Conte ha scelto di contrapporsi alla capolista in modo speculare, ripristinando la parità numerica uomo contro uomo, in virtù del medesimo sistema di gioco. Cioè, il 3-5-2. Anche se schierare Gilmour – solo in apparenza da mezzala – invece di Billing nasconde l’intenzione di imbrigliare gli ospiti attraverso una struttura fluida. In effetti, lo scozzese interpreta il ruolo in maniera assai diversa rispetto all’ex Bournemouth. Così, la costruzione muta continuamente proprio grazie alle rotazioni dei due centrocampisti. Per sottrarsi alla pressione avversaria, a turno, si scambiano la posizione. Uno si abbassa in appoggio alla difesa, con compiti di regia. Mentre l’altro, muovendosi maggiormente da interno, funge da valvola di sicurezza per un appoggio sul breve. I concetti che vogliono sviluppare i partenopei sono abbastanza chiari: con la palla, il focus principale non è la semplice gestione del possesso. Bensì il tentativo di finalizzarlo per aprire spazi da saturare poi con gli inserimenti da dietro.
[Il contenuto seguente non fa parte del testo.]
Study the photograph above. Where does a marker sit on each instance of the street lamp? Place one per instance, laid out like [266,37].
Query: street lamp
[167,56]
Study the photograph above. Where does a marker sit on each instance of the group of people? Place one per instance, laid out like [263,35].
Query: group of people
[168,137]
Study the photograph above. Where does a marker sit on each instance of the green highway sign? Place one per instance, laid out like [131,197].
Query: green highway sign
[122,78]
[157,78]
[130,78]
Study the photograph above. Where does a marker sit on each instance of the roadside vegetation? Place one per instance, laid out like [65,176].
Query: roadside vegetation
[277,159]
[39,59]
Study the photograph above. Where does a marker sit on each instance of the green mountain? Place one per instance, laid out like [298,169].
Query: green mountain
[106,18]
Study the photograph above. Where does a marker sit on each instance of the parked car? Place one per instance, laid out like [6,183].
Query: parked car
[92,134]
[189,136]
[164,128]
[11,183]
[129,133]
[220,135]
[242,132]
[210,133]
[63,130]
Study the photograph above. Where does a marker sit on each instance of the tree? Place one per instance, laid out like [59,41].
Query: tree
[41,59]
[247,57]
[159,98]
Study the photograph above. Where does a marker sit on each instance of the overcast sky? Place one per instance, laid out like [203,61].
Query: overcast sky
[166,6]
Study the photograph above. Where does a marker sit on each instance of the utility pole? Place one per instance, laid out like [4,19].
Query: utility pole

Conte imbriglia la capolista
Insomma, la soluzione utilizzata da Conte è funzionale ad attuare un calcio propositivo sin dalla fase difensiva. Sul versante opposto rimane proverbiale la verticalità dell’Inter. Una squadra che basa tutta la sua forza sulla capacità di fare densità laterale e creare sovraccarichi, con l’obiettivo di sfondare il lato forte o attaccare quello debole. In tal senso, il comportamento dei nerazzurri è tipico di chi alza costantemente il pressing, invitando i padroni di casa a scaricare la palla in una precisa porzione di campo. E dopo chiudergli ogni linea di passaggio, rendendogli impossibile uscire in modo pulito.
Va riconosciuto il merito al Napoli se non produce danni inenarrabili la classica giocata che coinvolge Bisseck, Dumfries e Barella a destra, nonché Bastoni, Dimarco e Mkhitaryan sul versante opposto. Il tentativo di svuotare la zona centrale viene assorbito dai puntuali scivolamenti sottopalla degli azzurri, lesti a scalare sull’avversario che si propone da “terzo uomo”. Senza trascurare il lavoro a tuttafascia dei laterali. Specialmente Spinazzola mantiene un atteggiamento prudente, nondimeno mai rinunciatario. Mentre Politano resta più alto, debitamente coperto da Di Lorenzo. Uno scenario in cui si esalta Buongiorno, il qual rompe la linea, disinnescando qualsiasi iniziativa di Thuram, impedendo che i flussi della manovra interista progredissero efficacemente.
Non manca qualità, la finalizzazione sì
In definitiva, a fare la differenza all’interno di una contesa tutto sommato assai equilibrata ha provveduto la qualità nell’esecuzione di una palla inattiva. Peccato che al Napoli sia venuta meno solamente la finalizzazione: una mancanza di prolificità che sta diventando il vero punto dolente della squadra di Conte. Positivissima fino alla trequarti altrui. Arriva ad attaccare l’area di rigore sia dai lati, che dal centro, sfruttando le combinazioni in catena e il tradizionale palleggio “avanti-dietro-dentro”. Ma Lukaku va in profondità piuttosto raramente, preferendo abbassarsi, per cucire il gioco. Innegabile che così facendo la pericolosità realizzativa si perda nei meandri del possesso.